「吉見がエースになり、浅尾が大活躍するなど、わずか3年で別のチームになっていた」
エースとして投げ続けた過去の中日ではない。プレッシャーはなく、自らがすべきことに集中できる環境があった。しかし、37歳となった川上の体に、変化が起き始めていた。
「肩以外のところが痛くなり始めた」
一度バランスが崩れた体は、簡単には戻らない。この年を境に、最大の武器であったコントロールにも陰りが見え始めた。翌13年、肩の状態が回復し始め、いよいよこれからという時期に、球団事務所に呼び出された。
「契約更改の話だと思ったら、『来季の契約はしない』という話だった」
突如言い渡された戦力外通告。しかしその1カ月後、谷繁元信が選手兼監督に就任。そのタイミングで、川上は再度中日からオファーを受ける。

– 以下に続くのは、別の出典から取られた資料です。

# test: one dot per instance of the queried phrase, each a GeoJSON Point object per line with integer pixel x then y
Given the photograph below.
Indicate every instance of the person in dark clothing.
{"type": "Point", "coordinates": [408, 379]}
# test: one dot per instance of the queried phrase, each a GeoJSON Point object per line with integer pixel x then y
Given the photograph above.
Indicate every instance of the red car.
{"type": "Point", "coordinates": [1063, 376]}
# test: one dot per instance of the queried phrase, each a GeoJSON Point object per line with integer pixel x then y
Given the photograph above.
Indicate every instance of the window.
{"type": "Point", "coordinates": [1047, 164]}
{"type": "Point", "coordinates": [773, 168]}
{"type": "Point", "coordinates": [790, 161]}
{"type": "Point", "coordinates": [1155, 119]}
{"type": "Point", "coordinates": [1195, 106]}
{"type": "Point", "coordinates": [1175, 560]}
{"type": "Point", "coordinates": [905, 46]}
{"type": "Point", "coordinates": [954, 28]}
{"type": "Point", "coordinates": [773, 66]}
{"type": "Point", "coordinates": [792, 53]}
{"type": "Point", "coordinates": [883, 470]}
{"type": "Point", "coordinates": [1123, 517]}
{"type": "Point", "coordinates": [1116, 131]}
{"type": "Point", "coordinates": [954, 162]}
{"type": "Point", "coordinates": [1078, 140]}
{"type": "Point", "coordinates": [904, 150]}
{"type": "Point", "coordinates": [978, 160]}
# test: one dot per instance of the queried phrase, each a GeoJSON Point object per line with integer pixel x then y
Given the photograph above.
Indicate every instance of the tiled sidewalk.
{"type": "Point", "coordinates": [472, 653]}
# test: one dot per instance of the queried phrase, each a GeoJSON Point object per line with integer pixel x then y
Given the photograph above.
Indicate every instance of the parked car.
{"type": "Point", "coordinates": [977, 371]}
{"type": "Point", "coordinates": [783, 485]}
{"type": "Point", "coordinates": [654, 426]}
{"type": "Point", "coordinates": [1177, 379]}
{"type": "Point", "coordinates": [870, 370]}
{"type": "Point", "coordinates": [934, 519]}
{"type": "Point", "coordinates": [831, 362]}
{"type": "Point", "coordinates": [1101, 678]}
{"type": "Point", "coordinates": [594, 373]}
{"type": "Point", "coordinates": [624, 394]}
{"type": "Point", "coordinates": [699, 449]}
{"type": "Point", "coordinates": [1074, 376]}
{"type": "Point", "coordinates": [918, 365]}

「戦力外と言われ正直とてもショックだった。肩の状態が良くなっていたからなおさら、来季にかける思いがあった。どこからか声がかかるのを待っている中で、中日から声がかかった」
14年、開幕戦のマウンドには川上が立っていた。戦力外通告を受けながら、翌年同じ球団の開幕マウンドに立つことは、これまではもちろん、これからもそう見られることではない。翌15年も中日でプレーをしたが、ついに右肩は自分の力では上がらないほどに悪化した。同年オフ、球団から再び戦力外と告げられコーチの要請を受けたが、これを断る。
「肩がダメで終わるより、肩が良い状態で終わりたい」
太ももの筋膜を右肩に移植し、半年間のリハビリを終えた川上は、現在プロ野球復帰に向けてトレーニングに励んでいる。まずは肩の状態を万全にし、独立リーグを経るなどしてプロ野球に復帰するというプランをもつ。
「半分はムリだという気持ちもある。でも、『満足だ』と言って辞めていきたい」
真剣な表情の川上の目が、キラリと光る。「それにね、『プロ野球選手になりたい』という夢をもう一度目指せるって、すごく楽しいんだよね」。
純粋な思いは人を動かす。川上憲伸の物語は、まだ終わっていない。